The biggest battle over religious liberty at the moment is over the contraception mandate, of course. It pits groups like the Roman Catholic bishops and Hobby Lobby owner Steve Green against the Obama administration’s insistence that employers offer contraception within their health insurance coverage.

The Hobby Lobby case may well be the first one to reach the U.S. Supreme Court. The Hobby Lobby position that including contraceptive coverage in its health plan violated the company’s Christian-based opposition to such coverage was upheld in a lower-court ruling.

Green said that he could not countenance the notion of his company being required to be, in his words, “an abortion provider.” That, of course, uses the disputed view that contraceptives don’t merely prevent conception but end an incipient life.

The Catholic bishops, interestingly, may actually have some more room to maneuver on this. Even though the church’s opposition to contraception is deeply rooted and well-known, Fr. Thomas Nairn, senior director of ethics for the Catholic Health Association, and Prof. Andrew Getz of St. Mary’s University in San Antonio, talked about renewed attention to an old Catholic moral principal dealing with cooperation with evil.

In essence, the question is how close one is to the evil being done. The greater the distance, the lesser the moral culpability. In the contraception case, they suggested, there is some ability for Catholic institutions to work their way through this with the kind of exemptions the Obama administration has offered to require the insurance companies themselves to absorb the costs of contraceptive care.

Those exemptions are not available to non-church related employers, though. Cue the Hobby Lobby case, that will include the question of whether of corporation is a person.

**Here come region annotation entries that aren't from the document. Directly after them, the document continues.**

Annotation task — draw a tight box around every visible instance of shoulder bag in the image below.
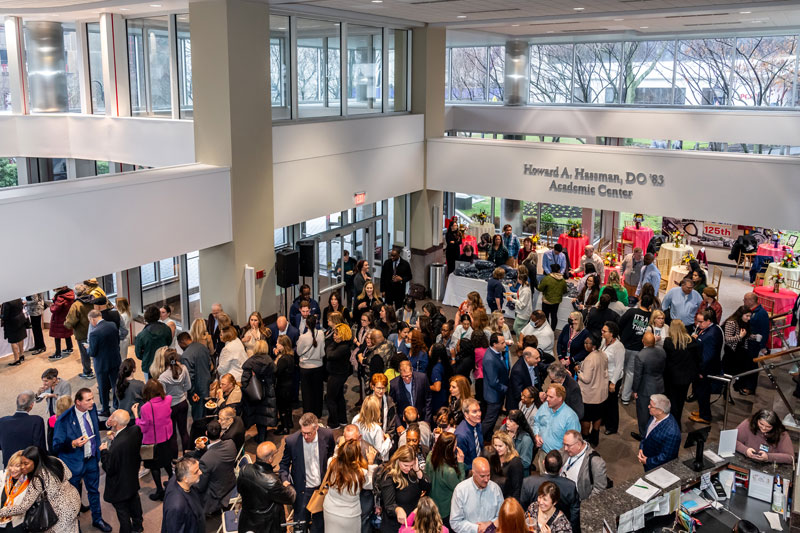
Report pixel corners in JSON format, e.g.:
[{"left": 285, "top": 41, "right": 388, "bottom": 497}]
[
  {"left": 23, "top": 480, "right": 58, "bottom": 533},
  {"left": 306, "top": 465, "right": 331, "bottom": 514}
]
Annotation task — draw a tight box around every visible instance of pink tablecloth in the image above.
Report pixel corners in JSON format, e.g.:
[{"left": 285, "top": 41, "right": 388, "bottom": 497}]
[
  {"left": 558, "top": 233, "right": 589, "bottom": 268},
  {"left": 622, "top": 226, "right": 653, "bottom": 252},
  {"left": 756, "top": 243, "right": 791, "bottom": 259}
]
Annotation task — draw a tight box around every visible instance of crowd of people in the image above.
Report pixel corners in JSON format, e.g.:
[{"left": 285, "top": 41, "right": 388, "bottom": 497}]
[{"left": 0, "top": 242, "right": 793, "bottom": 533}]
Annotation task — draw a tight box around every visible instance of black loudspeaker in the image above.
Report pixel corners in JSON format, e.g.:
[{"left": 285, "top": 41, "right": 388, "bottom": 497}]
[
  {"left": 275, "top": 250, "right": 300, "bottom": 289},
  {"left": 297, "top": 241, "right": 315, "bottom": 277}
]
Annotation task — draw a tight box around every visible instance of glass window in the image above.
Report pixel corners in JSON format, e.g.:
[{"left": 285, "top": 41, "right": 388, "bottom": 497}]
[
  {"left": 175, "top": 15, "right": 194, "bottom": 118},
  {"left": 297, "top": 18, "right": 342, "bottom": 118},
  {"left": 347, "top": 24, "right": 383, "bottom": 115},
  {"left": 64, "top": 24, "right": 81, "bottom": 113},
  {"left": 386, "top": 29, "right": 409, "bottom": 111},
  {"left": 530, "top": 44, "right": 572, "bottom": 104},
  {"left": 269, "top": 15, "right": 290, "bottom": 120},
  {"left": 86, "top": 22, "right": 104, "bottom": 115}
]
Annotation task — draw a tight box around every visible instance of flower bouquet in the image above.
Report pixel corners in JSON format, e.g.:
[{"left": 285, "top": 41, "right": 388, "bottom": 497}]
[{"left": 781, "top": 251, "right": 797, "bottom": 268}]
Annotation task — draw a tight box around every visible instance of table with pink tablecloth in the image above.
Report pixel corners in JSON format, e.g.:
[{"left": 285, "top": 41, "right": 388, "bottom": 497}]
[
  {"left": 558, "top": 233, "right": 589, "bottom": 268},
  {"left": 622, "top": 226, "right": 653, "bottom": 252},
  {"left": 756, "top": 243, "right": 792, "bottom": 259}
]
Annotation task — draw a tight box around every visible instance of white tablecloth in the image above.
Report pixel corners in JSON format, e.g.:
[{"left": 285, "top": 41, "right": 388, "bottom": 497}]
[
  {"left": 766, "top": 261, "right": 800, "bottom": 292},
  {"left": 658, "top": 242, "right": 694, "bottom": 265},
  {"left": 442, "top": 274, "right": 573, "bottom": 329}
]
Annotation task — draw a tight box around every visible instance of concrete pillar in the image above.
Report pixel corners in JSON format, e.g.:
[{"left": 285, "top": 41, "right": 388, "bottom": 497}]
[{"left": 189, "top": 0, "right": 278, "bottom": 323}]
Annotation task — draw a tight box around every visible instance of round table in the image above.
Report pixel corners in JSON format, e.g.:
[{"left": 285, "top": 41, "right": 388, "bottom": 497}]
[
  {"left": 667, "top": 265, "right": 709, "bottom": 291},
  {"left": 764, "top": 261, "right": 800, "bottom": 290},
  {"left": 756, "top": 243, "right": 792, "bottom": 260},
  {"left": 465, "top": 222, "right": 496, "bottom": 240},
  {"left": 558, "top": 233, "right": 589, "bottom": 268},
  {"left": 658, "top": 242, "right": 694, "bottom": 265},
  {"left": 622, "top": 226, "right": 653, "bottom": 252}
]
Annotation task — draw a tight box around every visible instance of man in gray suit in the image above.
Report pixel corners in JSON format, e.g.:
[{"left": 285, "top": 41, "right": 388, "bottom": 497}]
[
  {"left": 197, "top": 420, "right": 237, "bottom": 516},
  {"left": 631, "top": 331, "right": 667, "bottom": 440}
]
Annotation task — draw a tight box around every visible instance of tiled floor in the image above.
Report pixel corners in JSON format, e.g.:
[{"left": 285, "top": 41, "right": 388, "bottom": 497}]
[{"left": 0, "top": 268, "right": 793, "bottom": 532}]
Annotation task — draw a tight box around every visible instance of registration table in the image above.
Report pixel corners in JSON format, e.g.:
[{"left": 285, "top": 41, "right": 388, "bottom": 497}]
[
  {"left": 558, "top": 233, "right": 589, "bottom": 268},
  {"left": 658, "top": 242, "right": 694, "bottom": 265},
  {"left": 622, "top": 226, "right": 653, "bottom": 252},
  {"left": 765, "top": 261, "right": 800, "bottom": 285}
]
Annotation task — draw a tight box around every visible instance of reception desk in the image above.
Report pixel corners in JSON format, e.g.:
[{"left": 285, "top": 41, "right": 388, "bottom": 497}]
[{"left": 581, "top": 449, "right": 794, "bottom": 533}]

Which takes us back to that framing of the religious liberty question. Whose freedom is being protected? Under what circumstances? And how to resolve those clashes.

The recurring answer throughout the day. These issues never get resolved. They are part of the tension of a democratic society.

The bright sport was the gracious spirit of everyone throughout the day toward people who were diametrically opposed to their viewpoint. Score one for civility.